The Schanck Farm in Cream Ridge

Reprinted from the Allentown Messenger dated July 20, 1911:


The farm dwelling of Charles Schanck, situated near Cream Ridge station, has the unique distinction of having concealed within its walls an entire log cabin. This original building was erected by one Harrison, a pioneer farmer, in the latter part of the Seventeenth Century, and it was probably the first dwelling erected in that neighborhood.


In course of time, this humble abode of the farmer becoming too small for his growing family, an addition was made by joining it to the wagon house, a building of similar construction to the dwelling. About the year 1700 this farm of over 500 acres passed into possession of Anthony Woodward, and it has been held by his descendants, the present owner and occupant, the said Charles Schanck, being of the seventh generation.


During the period up to 1870 the old house had received from time to time additions and improvements by the various occupants; but in the year last noted Mr. Schanck completed the improvements whereby all traces of the ancient log structure were concealed from sight and which resulted in the present appearance of this finely situated residence.


It is of interest to the citizens of this community to know that the first reaping machine ever made was tested on this Schank farm, a relative of this family, Ferdinand Woodward, having invented and built one in 1840. One of the most important parts of the mechanism in this machine was afterwards incorporated in another of a western man’s invention, and the combination soon resulted in the noted machine known as the McCormick reaper and binder.

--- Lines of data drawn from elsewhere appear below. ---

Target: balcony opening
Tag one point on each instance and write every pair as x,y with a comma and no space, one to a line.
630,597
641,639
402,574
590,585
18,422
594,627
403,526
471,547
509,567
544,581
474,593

The family of Mr. Schanck is an old one in Monmouth county history, his ancestors being Hollanders who came from Flatlands, Long Island, in 1695 and settled near Holmdel. His great-grandfather was John Schanck, of Pleasant Valley. He was a captain in the Monmouth militia during the Revolutionary War and appears to have been a man of prominence and influence, as the British military authorities had a standing reward of 50 guineas to be paid for that officer’s body, dead or alive. This information was conveyed to the captain by his sister in New York, who overheard a conversation there between some British officers as to the fate that might befall her brother should he be taken alive. After receiving this warning he had some narrow escapes, but always succeeded in evading attempts at his capture.


Captain Schanck was an intimate friend of General LaFayette, the latter standing as god-father at the baptism of his friend’s young son, the first LaFayette Schanck. Since that date there have been several in the long family line who have been named for the noted general, on of whom is now resident on the homestead farm.


Mr. Schanck’s maternal ancestors, the Woodwards above named, were early settlers in Monmouth county, Anthony Woodward (1), the founder of the family in New Jersey, having come from England and settled here previous to 1700.


The genealogy of the Schank family of Holland, compiled by one of the greatest genealogical authorities in the Netherlands, is an immense folio volume, handsomely bound and clasped, a copy of which is now in possession of a member of the family.


The farm of Mr. Schanck is one of great fertility, a portion of it being underlaid with an excellent quality of marl. In past years this was much used by farmers in the surrounding country, some of whom traveled many miles to obtain this valuable fertilizer.


Across this farm, and passing just north of the present dwelling, formerly ran the “Burlington Path,” which led from the Delaware river at that point to the seashore at the mouth of the Shrewsbury river. The trial also crossed the present Abbott, Woodward, Holmes and Howard farms. In after years this was followed in many localities for laying out the original highways in Burlington and Monmouth counties.